Objective 6-Mercaptopurine (6-MP) is an oral purin analogue which inhibits the purine synthesis via being converted to ribonucleotide. 6-MP is being widely used in cancer chemotherapy and immunosuppressive therapy. The major side effects which limit its clinical practice are hepatotoxicity and bone marrow suppression. In this study, the protective effect of Capparis ovata (CAP) which is an antioxidant plant, against the hepatotoxicity induced by 6-MP is investigated.
Methods Thirty-eight paediatric rats were seperated into four groups. We administered saline solution to the control group (C) (n:8), 6-Mercaptopurine to the second group (6-MP) (n:10), Capparis ovata to the third group (CAP) (n:10) and 6-Mercaptopurine plus Capparis ovata to the last group (6-MP+CAP) (n:10) for 14 days, respectively. On the fifteenth day, we measured complete blood count and ALT, AST for hepatotoxicity. Glutathione peroxidase (GSH-Px), superoxide dismutase (SOD), catalase (CAT) and malondialdehyde (MDA) levels were measured to show oxidative stress. All analyses were made with SPSS program and p < 0.05 was considered statistically significant.
Results Transaminase levels were high, thrombocyte and leukocyte levels were low in 6-MP group than control group. There was no difference between 6-MP+CAP and control group for transaminase levels and leukocyte numbers. Superoxide dismutase, glutathione peroxidase, catalase levels were low and malondialdehyde level was high in both blood and tissue samples of 6-MP group when compared to 6-MP+CAP group (p < 0.05).

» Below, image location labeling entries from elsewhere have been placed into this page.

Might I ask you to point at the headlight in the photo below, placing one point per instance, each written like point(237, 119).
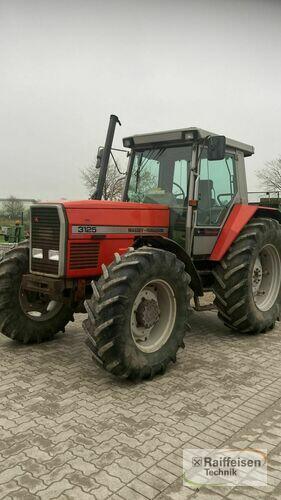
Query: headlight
point(37, 253)
point(53, 255)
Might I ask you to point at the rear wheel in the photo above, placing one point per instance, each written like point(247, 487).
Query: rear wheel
point(248, 280)
point(27, 316)
point(137, 316)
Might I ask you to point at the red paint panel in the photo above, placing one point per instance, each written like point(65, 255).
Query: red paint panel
point(238, 217)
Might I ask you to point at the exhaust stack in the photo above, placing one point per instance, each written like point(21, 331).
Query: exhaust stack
point(105, 155)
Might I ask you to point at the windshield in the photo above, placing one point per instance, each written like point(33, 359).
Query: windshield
point(160, 176)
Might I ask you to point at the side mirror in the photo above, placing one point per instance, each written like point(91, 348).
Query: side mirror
point(99, 157)
point(216, 147)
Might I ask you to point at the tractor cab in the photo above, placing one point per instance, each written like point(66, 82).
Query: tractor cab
point(199, 175)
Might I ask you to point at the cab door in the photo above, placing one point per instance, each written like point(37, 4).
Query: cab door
point(216, 192)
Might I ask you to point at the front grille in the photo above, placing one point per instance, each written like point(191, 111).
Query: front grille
point(84, 255)
point(45, 235)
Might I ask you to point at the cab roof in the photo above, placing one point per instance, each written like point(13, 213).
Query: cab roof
point(179, 136)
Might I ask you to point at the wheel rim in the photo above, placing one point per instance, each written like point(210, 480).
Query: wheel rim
point(266, 278)
point(38, 306)
point(153, 316)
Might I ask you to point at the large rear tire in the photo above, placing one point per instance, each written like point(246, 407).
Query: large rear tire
point(25, 316)
point(248, 280)
point(137, 316)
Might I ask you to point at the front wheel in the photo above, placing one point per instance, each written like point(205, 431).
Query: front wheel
point(137, 316)
point(247, 283)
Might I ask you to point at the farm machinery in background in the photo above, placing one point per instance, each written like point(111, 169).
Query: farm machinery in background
point(184, 226)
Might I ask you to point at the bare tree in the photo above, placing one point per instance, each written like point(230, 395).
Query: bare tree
point(113, 186)
point(270, 175)
point(13, 208)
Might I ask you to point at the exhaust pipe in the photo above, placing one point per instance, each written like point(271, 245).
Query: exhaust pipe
point(105, 155)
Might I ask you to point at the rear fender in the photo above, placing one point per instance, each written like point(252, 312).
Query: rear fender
point(171, 246)
point(236, 221)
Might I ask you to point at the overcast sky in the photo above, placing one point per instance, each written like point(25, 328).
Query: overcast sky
point(158, 64)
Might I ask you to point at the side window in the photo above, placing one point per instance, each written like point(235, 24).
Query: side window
point(144, 179)
point(179, 188)
point(216, 190)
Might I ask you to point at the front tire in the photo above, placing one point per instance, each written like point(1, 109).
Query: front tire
point(24, 316)
point(247, 282)
point(137, 316)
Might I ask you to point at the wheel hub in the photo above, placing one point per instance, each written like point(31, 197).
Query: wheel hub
point(153, 315)
point(266, 277)
point(257, 275)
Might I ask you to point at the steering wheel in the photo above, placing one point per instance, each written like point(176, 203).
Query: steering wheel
point(182, 193)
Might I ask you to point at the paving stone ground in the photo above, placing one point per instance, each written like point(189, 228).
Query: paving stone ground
point(69, 430)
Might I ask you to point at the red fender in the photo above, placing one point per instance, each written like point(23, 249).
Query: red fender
point(237, 219)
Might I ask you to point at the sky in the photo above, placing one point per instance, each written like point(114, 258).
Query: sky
point(66, 65)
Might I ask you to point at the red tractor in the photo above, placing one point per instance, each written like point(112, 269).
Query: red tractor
point(184, 227)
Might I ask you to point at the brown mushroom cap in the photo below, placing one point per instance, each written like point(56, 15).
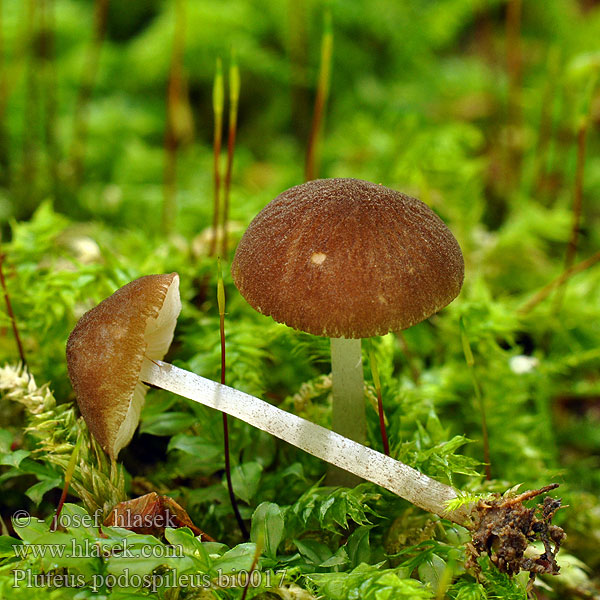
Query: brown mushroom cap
point(347, 258)
point(106, 349)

Conclusion These findings suggest that C. ovata may prevent against some haematological and biochemical side-effects induced by 6-MP in rats. The histopathologically proven hepatotoxicity and bone marrow suppression induced by 6-MP via increasing the lipid peroxidation, synthesis of free oxygen species and decreasing the antioxidant enzyme activity may be prevented concomitant CAP administration. This study, first in the literature, examined the beneficial effects of C. ovata administration against 6-MP chemotherapy and will hopefully be a source for the future projects.